After newly sworn-in Sen. Chris Murphy toured a chronically violent New Haven public housing development last week, the city’s efforts to revitalize the neighborhood have gained renewed attention.
The neighborhood, Farnam Courts, located across Interstate 95, near the intersection of Hamilton Street and Grand Avenue, is a development of 240 one-, two- and three-bedroom homes for families with children. Built in the 1940s, the neighborhood has become one of New Haven’s most violent areas. Hoping to change that, the Housing Authority of New Haven has applied for a Choice Neighborhood grant — used for neighborhood revitalization — from the federal Department of Housing and Urban Development, for which it has been rejected twice before.
“The Choice Neighborhood grant program is highly competitive, but redeveloping Farnam Courts is a worthy project,” U.S. Rep. Rosa DeLauro said in a Thursday email to the News. “Awarding the funds would help revitalize not just Farnam Courts and its residents, but also the surrounding area, which would be a positive step for the whole city.”
In its $30 million Choice Neighborhood proposal for Farnam Courts, the Housing Authority of New Haven is seeking to revamp the area entirely, turning it into a mixed-income community with a combination of owned and rented homes. The proposal, if implemented, would reduce the number of neighborhood units to 160.
Residents displaced by the demolition of their current homes would have the option of moving back once the new homes in the neighborhood were completed, New Haven Housing Authority Chief Karen DuBois-Walton told the New Haven Independent earlier this month. Roughly 20 percent of residents have moved back after similar projects in the past, while the rest move on to other locations, Dubois-Walton said.

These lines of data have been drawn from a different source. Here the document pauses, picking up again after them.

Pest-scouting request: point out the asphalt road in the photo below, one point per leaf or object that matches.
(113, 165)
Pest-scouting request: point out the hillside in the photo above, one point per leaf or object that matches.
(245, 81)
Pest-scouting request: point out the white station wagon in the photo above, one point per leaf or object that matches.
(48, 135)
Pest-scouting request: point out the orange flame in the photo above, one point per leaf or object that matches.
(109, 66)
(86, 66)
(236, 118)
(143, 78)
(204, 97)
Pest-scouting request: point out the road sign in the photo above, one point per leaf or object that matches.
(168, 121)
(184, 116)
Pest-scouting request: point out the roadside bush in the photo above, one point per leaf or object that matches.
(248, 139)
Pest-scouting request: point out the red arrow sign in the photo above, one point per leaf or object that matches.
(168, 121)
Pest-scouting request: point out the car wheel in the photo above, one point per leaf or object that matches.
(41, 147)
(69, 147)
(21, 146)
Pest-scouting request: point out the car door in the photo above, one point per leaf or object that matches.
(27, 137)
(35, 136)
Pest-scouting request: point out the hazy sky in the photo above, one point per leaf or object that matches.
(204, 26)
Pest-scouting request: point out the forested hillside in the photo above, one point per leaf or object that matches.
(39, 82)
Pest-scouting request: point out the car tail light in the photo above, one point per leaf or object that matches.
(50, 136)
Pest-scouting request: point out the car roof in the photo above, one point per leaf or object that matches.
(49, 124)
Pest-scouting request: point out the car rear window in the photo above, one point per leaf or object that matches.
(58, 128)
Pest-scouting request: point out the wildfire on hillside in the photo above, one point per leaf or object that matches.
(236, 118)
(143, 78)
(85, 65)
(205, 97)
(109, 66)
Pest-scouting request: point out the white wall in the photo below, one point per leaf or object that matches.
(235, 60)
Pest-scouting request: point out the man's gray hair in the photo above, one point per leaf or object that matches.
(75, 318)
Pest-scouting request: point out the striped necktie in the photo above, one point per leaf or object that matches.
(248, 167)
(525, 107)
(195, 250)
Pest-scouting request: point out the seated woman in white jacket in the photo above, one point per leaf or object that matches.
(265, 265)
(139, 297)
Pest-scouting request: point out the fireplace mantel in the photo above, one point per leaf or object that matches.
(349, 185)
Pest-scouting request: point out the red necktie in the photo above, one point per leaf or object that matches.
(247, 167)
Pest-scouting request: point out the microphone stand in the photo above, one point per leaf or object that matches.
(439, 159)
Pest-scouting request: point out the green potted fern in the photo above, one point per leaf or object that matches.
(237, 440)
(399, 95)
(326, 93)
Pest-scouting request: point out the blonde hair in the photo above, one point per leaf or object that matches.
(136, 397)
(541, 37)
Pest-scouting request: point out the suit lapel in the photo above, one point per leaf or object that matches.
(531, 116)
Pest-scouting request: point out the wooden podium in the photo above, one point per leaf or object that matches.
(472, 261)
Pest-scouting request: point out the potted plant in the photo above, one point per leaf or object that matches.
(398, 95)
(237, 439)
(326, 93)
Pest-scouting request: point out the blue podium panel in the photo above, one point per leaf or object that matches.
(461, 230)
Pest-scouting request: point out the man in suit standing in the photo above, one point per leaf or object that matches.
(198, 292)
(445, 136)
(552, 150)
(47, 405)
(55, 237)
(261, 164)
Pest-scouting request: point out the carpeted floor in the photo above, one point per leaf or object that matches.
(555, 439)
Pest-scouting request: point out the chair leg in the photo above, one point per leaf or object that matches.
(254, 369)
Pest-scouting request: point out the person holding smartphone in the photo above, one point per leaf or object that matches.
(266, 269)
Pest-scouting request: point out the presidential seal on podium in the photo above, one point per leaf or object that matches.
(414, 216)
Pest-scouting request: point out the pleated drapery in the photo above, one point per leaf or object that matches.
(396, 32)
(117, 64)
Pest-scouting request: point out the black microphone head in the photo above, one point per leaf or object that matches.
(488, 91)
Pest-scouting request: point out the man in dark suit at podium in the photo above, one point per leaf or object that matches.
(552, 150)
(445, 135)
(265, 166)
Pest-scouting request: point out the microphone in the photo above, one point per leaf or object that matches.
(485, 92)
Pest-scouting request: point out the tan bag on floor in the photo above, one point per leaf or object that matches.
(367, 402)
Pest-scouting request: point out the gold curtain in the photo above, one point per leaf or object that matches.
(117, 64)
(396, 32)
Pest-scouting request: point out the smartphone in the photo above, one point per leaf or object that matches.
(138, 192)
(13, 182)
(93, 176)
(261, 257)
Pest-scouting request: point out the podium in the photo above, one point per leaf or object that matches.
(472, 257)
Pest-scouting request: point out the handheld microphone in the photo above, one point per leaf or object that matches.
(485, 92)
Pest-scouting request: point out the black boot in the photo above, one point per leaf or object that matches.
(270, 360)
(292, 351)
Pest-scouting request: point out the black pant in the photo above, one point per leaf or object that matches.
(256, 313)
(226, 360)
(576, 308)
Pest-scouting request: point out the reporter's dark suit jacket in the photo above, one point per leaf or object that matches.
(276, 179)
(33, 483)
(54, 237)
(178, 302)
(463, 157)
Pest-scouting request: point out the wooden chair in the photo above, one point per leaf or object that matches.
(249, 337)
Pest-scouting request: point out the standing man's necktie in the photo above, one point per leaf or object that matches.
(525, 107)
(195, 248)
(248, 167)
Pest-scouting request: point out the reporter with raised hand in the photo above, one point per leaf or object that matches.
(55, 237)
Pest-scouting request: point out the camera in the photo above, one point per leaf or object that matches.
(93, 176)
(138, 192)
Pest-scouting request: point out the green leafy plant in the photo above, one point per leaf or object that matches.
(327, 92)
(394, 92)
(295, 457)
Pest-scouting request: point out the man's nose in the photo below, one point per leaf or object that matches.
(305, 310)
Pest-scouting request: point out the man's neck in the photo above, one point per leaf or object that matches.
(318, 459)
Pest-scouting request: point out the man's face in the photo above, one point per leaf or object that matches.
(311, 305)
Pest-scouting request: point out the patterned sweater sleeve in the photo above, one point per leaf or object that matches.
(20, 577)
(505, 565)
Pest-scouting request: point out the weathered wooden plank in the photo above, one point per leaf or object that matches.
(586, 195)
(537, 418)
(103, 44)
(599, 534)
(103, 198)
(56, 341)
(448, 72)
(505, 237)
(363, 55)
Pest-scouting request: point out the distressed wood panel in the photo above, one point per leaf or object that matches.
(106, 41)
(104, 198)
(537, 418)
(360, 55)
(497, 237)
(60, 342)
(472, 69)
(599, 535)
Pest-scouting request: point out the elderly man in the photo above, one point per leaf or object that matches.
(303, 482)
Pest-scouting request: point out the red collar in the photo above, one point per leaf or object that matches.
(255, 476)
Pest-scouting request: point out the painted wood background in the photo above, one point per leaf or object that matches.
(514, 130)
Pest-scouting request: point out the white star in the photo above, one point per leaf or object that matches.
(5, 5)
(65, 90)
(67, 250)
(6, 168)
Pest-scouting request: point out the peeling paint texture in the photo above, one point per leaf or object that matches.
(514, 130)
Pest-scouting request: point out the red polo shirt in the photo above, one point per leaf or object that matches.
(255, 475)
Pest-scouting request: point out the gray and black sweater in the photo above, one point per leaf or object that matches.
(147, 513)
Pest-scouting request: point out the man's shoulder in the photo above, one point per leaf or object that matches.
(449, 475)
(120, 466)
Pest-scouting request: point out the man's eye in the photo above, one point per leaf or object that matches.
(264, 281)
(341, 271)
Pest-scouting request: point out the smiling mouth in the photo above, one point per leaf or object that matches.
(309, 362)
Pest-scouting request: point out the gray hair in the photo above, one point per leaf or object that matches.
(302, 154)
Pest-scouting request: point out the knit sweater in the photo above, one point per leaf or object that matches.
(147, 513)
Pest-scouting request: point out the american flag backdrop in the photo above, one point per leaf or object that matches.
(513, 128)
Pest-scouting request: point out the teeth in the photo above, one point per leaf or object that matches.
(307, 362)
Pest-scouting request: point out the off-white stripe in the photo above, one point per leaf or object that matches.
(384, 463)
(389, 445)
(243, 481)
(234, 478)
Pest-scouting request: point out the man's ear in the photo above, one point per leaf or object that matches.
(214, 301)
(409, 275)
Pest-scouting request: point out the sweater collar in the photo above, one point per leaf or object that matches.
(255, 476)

Choice Neighborhood grants, which are awarded by the federal Department of Housing and Urban Development, or HUD, attempt to “transform distressed neighborhoods and public and assisted projects into viable and sustainable mixed-income neighborhoods,” according to HUD’s website. They were first awarded in 2010.
“They’re looking not just to revitalize the housing itself,” HUD spokeswoman Rhonda Siciliano said. “They’re looking at the neighborhood as a whole, making sure housing is linked up with jobs, transportation and good schools.”
The grants are awarded through a competitive application process with multiple rounds. The program is divided between two distinct sets of grants: planning and implementation. Planning grants are awarded to cities to help them design neighborhood revitalization projects, while implementation grants are awarded for the completion of projects already planned. In fiscal year 2012, HUD awarded planning grants to 17 communities, totaling $4.95 million, and implementation grants to four communities, totaling $109 million. New Haven’s proposal is for an implementation grant.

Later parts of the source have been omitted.